Die Betriebskosten werden sich wahrscheinlich durch eine Sanierung – etwa bei den Energiekosten – senken lassen, ein anderes Manko des Baus wird allerdings weitgehend bleiben: Nur elf Prozent der Fläche sind vermietbar und bringen damit Einnahmen. Der Rest besteht aus Treppenhäusern, Foyers, Garderoben und anderem. Die großzügige Innengestaltung ist mit ein Grund dafür, dass das ICC wiederholt mit dem „World Travel Award“, dem „Oscar“ der Reiseindustrie, ausgezeichnet wurde. Die Kehrseite bleiben die hohen Betriebskosten und der unrentable Zuschnitt des Baus.

Nach Angaben der Messegesellschaft liegen die jährlichen Kosten derzeit bei rund zwölf Millionen Euro, durch das Kongressgeschäft werden allerdings nur zehn Millionen erwirtschaftet. Dass die Messegesellschaft nun mit Vorschlägen lockt, für einen Ersatzbau selbst zahlen zu wollen, sollte auch beim Senat noch einmal zu einem Überdenken des bisherigen Sanierungskonzepts führen. Eine Sanierung des ICC bei laufendem Betrieb wird von niemandem für möglich gehalten, sodass für die Sanierungszeit ohnehin Ersatzbauten errichtet werden müssten.

Unter anderem deshalb entsteht bis Ende 2013 anstelle der abgerissenen Deutschlandhalle für 65 Millionen Euro das neue Kongressgebäude „City Cube“, das Platz für 9000 Teilnehmer bieten soll. Sollte zusätzlich die Messegesellschaft ihren Vorschlag für einen Mehrzweckbau auf dem Messegelände realisieren, würde das eine ICC-Sanierung für mindestens mehr als 300 Millionen Euro endgültig zur fragwürdigen Angelegenheit werden lassen.
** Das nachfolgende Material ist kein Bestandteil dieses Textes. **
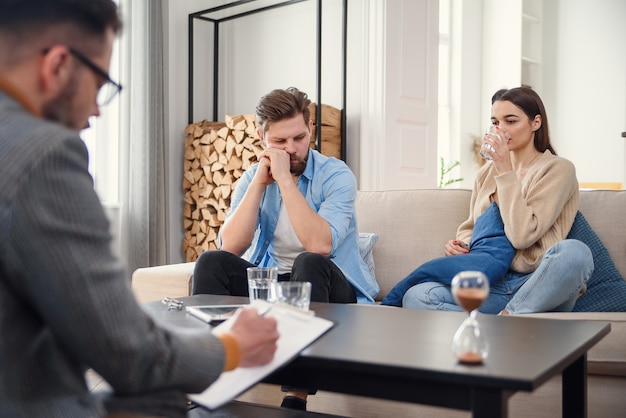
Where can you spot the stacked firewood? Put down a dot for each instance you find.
(216, 155)
(331, 130)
Aus Kapazitätsgründen nicht mehr gebraucht, wegen hoher Betriebskosten von der Messegesellschaft nicht mehr gewünscht, so ließe sich dann die Lage des ICC beschreiben.
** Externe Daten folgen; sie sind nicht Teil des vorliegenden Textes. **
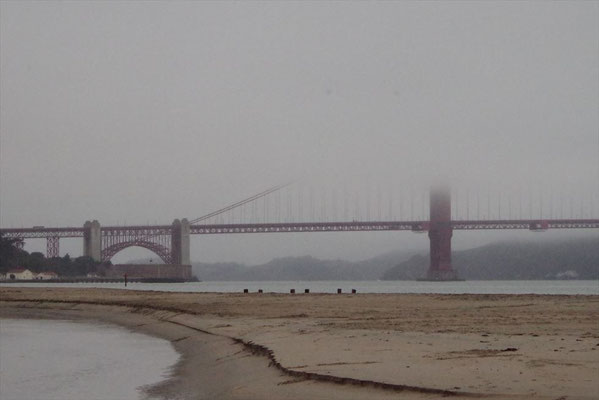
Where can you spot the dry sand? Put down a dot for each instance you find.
(282, 346)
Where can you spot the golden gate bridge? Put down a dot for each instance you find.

Dass trotzdem an der bisherigen Linie festhalten wird, lässt befürchten, dass es sich beim rot-schwarzen Koalitionsbeschluss zur ICC-Sanierung weniger um nüchterne Kalkulation als um ein Festhalten am ICC um jeden Preis handelt. Dass es eine Alternative zwischen Luxussanierung und Abriss gibt, machte der ehemalige Wirtschaftssenator Harald Wolf (Linke) deutlich. Nach seinen Angaben habe es zu seiner Amtszeit Investoren gegeben, die am ICC interessiert waren. Weiterverfolgt wurden derartige Pläne einer Umnutzung des ICC – etwa als Einkaufszentrum, Spielbank oder Hotel – allerdings nicht, da sie „politisch blockiert“ wurden, so Wolf.

Auch der Hauptgeschäftsführer der Berliner Industrie- und Handelskammer, Jan Eder, kritisiert gegenüber dem Berliner „Tagesspiegel“: „Bei über 60 Milliarden Euro Schulden kann es sich Berlin nicht leisten, ein Haus instand zu setzen, das auch in Zukunft zweistellige Millionendefizite erwirtschaften wird.“ Die Nutzung des ICC durch einen Investor könnte der goldene Mittelweg sein, zwischen einem aufgrund der Lage zwischen Avus und Messedamm sehr schwierigen und teuren Abriss – geschätzte Kosten 100 Millionen Euro – und der kostspieligen Sanierung für den Nutzer Messegesellschaft, der das ICC eigentlich nicht mehr will. Dem Berliner Senat bliebe zusätzlich die Blöße erspart, erklären zu müssen, wie die Luxussanierung des ICC eigentlich bezahlt werden soll.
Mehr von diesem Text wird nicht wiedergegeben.